Here is how the data looks –
I’ll run the linear regression on these two stocks (I’ve explained how to do this in the previous chapter), also do note, I’m running this on the stock prices and not really on stock returns –
The result of the linear regression is as follows –
Since ICICI is independent and HDFC is dependent, the equation is –
HDFC = Price of ICICI * 7.613 – 663.677
I’m assuming, you are familiar with the above equation. For those who are not familiar, I’d suggest you to read the previous two chapters. However here is the quick summary – the equation is trying to predict the price of HDFC using the price of ICICI.
Or in other words, we are trying to ‘express’ the price of HDFC in terms of ICICI.
Now, let us reverse this – I will set ICICI as dependent and HDFC as the independent.
Here is how the results look –
The equation is –
ICICI = HDFC * 0.09 + 142.4677
So for the given two stocks, you can regress two ways by reordering which stock is dependent and which one is the independent variable.
However, the question is – how do you decide which one should be marked dependent and which one as independent.

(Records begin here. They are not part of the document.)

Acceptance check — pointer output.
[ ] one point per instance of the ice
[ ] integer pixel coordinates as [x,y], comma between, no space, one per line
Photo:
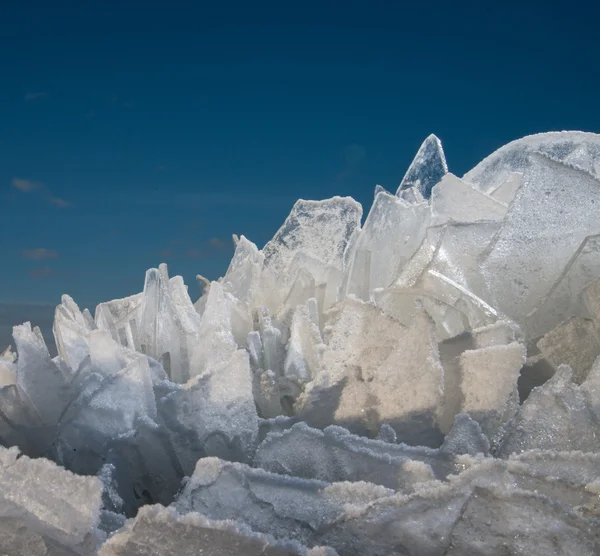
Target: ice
[242,279]
[498,334]
[454,200]
[376,371]
[303,357]
[41,383]
[157,531]
[169,325]
[216,342]
[392,233]
[507,190]
[520,523]
[575,342]
[488,384]
[51,507]
[214,413]
[517,156]
[334,455]
[428,168]
[557,199]
[428,383]
[283,507]
[319,229]
[592,300]
[465,437]
[565,298]
[555,416]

Or in other words, which order makes the most sense.
The answer to this depends on three things –
- Standard Error
- Standard Error of intercept
- The ratio of the above two variables.
Remember, the linear equation above, essentially express the variation of price of ICICI in terms of HDFC (refer to the equation above). This expression or explanation of the price variation of one stock by keeping the price of the other stock as a reference can never be 100%. If it was 100%, then there is no play here at all.
Having said so, the equation should be strong enough to explain the variation in price of the dependent variable as much as possible, keeping the independent variable in perspective. The stronger this is, the better it is.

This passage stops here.